While investors watched this morning's Herbalife investor conference to see how stocks would respond, the dean of The College of New Jersey's business school paid closer attention to how the company would refute charges of being a pyramid scheme.
Bill Keep has been researching and participating in prosecutions of pyramid scheme businesses since the 1990s, when he was faculty at the University of Kentucky. Keep and Peter Vander Nat, an economist at the Federal Trade Commission, are the authors of the only academic paper published about mathematically identifying pyramid schemes.
The paper was referenced in hedge fund manager Bill Ackman's three-hour presentation on his accusations that Herbalife, which sells fitness and weight loss products, is a pyramid scheme. Ackman's accusations and subsequent short sell sent Herbalife stocks plummeting in December.
While Keep has not taken a position on the Herbalife issue, he is excited that the work done by Vander Nat and himself is being recognized.

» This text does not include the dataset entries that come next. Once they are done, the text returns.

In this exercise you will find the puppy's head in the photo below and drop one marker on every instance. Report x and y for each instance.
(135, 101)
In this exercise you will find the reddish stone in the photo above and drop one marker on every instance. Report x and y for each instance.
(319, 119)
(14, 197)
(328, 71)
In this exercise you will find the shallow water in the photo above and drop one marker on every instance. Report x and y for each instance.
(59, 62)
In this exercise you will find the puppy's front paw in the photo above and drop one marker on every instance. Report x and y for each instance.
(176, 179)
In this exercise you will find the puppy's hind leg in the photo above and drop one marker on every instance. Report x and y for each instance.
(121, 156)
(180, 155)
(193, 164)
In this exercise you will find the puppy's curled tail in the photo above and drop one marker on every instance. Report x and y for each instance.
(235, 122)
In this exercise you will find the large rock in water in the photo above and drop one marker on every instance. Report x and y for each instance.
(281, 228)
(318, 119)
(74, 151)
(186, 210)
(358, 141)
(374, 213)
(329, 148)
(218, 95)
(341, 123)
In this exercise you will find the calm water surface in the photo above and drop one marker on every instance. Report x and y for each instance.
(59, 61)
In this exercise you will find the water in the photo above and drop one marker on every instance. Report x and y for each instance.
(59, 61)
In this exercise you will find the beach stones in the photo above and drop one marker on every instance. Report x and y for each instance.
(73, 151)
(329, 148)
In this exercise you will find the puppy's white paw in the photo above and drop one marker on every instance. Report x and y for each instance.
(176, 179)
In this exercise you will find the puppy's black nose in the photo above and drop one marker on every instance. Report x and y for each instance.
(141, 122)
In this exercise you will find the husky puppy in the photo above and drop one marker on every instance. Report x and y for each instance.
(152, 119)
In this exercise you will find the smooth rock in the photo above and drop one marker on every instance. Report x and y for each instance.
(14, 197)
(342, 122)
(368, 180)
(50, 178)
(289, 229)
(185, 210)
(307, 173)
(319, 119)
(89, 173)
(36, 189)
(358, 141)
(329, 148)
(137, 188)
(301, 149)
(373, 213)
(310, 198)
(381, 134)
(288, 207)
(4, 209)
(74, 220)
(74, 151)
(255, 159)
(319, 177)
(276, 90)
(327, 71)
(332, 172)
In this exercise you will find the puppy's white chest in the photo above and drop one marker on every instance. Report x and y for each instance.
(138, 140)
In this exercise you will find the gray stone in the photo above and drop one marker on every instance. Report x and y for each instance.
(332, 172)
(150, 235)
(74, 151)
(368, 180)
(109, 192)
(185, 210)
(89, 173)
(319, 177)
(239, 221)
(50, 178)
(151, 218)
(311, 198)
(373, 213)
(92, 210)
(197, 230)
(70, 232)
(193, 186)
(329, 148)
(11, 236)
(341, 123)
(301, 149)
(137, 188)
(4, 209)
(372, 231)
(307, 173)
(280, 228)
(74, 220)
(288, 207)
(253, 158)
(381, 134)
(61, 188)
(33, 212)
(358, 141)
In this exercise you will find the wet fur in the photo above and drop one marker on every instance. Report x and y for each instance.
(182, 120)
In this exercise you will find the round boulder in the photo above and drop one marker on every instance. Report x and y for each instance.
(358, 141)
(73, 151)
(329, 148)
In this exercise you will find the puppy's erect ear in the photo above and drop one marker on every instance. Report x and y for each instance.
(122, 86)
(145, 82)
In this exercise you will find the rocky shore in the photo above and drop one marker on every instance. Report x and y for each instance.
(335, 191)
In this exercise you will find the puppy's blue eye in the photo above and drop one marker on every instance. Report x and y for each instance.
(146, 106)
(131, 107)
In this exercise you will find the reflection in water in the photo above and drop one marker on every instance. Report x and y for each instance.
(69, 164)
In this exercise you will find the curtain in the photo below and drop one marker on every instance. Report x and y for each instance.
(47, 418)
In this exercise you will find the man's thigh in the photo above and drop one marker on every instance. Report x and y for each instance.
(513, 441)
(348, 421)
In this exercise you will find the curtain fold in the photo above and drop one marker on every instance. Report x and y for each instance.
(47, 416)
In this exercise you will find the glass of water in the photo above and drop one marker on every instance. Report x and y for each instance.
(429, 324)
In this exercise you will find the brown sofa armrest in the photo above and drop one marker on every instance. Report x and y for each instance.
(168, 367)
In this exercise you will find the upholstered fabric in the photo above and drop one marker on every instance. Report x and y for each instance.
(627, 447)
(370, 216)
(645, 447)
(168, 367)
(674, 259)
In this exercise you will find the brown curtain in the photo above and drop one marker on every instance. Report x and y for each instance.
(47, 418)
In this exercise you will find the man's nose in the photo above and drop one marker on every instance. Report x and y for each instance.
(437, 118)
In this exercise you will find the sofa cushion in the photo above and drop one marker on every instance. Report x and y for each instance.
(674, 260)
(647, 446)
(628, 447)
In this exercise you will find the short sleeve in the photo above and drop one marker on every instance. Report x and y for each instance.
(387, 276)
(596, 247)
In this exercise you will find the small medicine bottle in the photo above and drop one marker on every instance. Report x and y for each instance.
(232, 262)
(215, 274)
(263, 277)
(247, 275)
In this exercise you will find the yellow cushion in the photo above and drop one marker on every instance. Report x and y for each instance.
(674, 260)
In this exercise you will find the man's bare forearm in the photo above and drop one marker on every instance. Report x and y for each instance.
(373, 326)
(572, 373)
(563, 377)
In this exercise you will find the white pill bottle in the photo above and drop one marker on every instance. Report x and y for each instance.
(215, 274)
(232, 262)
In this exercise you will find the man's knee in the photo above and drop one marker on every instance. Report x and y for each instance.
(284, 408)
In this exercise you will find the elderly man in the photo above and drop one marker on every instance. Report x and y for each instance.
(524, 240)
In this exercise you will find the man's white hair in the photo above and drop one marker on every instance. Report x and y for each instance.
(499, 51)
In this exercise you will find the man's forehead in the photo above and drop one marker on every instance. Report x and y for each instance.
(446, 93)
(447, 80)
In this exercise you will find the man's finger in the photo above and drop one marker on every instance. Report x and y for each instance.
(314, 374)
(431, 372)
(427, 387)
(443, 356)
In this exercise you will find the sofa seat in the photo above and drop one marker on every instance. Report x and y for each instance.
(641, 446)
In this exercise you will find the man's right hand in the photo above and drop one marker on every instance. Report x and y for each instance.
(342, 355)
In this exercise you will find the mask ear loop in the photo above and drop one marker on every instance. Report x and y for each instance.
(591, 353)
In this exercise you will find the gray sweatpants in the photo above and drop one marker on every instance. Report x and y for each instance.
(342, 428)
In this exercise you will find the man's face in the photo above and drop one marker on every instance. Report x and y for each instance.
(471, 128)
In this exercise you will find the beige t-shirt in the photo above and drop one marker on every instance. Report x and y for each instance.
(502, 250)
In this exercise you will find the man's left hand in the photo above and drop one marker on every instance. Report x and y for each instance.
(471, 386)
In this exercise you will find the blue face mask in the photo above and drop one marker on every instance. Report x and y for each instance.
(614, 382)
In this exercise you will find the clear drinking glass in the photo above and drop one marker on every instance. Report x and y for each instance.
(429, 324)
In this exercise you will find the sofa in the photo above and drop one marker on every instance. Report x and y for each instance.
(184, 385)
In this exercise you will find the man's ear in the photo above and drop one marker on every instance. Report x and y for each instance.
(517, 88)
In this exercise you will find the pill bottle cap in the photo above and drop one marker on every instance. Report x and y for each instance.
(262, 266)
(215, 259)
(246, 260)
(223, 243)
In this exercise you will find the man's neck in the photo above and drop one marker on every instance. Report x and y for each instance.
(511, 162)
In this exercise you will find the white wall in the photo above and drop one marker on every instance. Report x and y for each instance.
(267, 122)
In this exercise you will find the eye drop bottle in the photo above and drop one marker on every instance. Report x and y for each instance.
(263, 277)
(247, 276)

"My first thought was, 'Finally we're going to get some attention paid to how multi-level marketing firms may operate.' I want to be careful, because my first thought was not 'Oh great, they finally caught Herbalife, because it's a pyramid scheme.' That was not my first reaction," Keep said. He added that he didn't know if Herbalife is a pyramid scheme but said, "I know what data I would need to prove it, one way or another."
Keep said there are several clear-cut ways to determine whether a company is a pyramid scheme, based on previous rulings in court. The first is how heavily the company relies on recruitment for compensation and upfront investment of new distributors. Another is claims being made about the product being sold are untrue. Finally, if the company has few outside customers, it is likely a pyramid scheme.

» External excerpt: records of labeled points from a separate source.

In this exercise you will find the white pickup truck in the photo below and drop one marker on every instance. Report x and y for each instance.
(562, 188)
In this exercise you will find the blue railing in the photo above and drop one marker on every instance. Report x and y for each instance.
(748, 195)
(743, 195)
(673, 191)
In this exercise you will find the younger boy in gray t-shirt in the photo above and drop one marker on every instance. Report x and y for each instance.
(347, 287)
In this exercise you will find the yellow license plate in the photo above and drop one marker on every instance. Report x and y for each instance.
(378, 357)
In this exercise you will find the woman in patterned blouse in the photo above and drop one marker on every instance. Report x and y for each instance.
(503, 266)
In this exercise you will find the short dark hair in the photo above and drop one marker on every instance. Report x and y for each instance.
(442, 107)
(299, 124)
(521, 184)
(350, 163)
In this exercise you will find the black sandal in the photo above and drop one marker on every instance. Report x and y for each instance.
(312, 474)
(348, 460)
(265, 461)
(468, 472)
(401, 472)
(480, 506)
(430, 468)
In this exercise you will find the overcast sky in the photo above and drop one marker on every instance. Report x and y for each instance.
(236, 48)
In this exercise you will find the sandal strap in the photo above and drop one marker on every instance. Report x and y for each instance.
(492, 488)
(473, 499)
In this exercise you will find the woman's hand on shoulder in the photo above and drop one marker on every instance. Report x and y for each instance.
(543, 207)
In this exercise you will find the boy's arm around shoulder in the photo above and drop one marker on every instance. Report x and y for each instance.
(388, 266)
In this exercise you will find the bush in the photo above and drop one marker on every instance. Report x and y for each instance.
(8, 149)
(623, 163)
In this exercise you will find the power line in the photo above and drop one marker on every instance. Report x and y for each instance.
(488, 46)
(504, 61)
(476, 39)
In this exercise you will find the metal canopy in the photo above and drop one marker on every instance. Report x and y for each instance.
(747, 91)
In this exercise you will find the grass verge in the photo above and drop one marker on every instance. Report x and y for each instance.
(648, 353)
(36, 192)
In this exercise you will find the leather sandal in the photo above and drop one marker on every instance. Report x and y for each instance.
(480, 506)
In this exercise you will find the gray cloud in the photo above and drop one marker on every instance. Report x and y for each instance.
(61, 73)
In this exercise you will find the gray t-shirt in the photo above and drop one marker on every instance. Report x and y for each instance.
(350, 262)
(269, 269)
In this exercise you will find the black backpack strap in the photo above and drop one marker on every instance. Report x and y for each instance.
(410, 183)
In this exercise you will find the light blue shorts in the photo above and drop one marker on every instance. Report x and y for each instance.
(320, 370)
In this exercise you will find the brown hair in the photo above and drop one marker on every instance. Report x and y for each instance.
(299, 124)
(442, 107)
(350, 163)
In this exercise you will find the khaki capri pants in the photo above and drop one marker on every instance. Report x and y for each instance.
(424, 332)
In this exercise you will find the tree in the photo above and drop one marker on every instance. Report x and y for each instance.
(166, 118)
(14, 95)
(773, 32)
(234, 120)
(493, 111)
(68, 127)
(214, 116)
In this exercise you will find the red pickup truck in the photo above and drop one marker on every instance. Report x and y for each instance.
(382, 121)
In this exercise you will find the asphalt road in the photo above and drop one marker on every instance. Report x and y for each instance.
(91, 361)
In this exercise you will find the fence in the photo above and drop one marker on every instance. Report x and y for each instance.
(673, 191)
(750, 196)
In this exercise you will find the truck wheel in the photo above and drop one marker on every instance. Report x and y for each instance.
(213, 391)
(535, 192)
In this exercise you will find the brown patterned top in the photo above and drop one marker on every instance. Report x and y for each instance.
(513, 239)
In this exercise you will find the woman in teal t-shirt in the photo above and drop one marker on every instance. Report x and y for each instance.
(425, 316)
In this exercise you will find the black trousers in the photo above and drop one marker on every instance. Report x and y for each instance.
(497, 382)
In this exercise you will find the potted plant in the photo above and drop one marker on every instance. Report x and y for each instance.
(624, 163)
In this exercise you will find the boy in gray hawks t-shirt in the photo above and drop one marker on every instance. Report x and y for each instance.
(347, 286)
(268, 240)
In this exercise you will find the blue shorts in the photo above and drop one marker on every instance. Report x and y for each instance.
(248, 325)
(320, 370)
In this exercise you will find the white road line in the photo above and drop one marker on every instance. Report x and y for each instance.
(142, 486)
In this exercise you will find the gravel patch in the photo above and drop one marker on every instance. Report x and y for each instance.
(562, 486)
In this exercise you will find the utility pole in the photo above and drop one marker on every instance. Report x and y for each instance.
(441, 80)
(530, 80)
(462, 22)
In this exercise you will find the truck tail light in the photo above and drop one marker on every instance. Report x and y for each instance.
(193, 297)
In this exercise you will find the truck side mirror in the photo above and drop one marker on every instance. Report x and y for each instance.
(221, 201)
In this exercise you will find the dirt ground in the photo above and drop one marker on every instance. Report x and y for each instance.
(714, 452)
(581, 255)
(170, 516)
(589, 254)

Keep said that he's refrained from advising investors on multi-level marketing firms in case he's called to testify as an expert witness when pyramid charges are brought. He's already testified in cases in Florida and Kentucky.
He also said pyramid schemes have been able to capitalize on opportunities in the past 30 years because the average household income has been flat or declining, "and that creates an unmet need." He said pyramids often advertise their most successful members to recruits, telling new distributors they too can have additional income, travel opportunities and other perks.
Keep said that, while not all multi-level marketing firms are pyramid schemes, the industry has been under regulated.
"There have been enough pyramid schemes posing as legitimate multi-level marketing firms that we should be concerned that they may continue to exist," he said.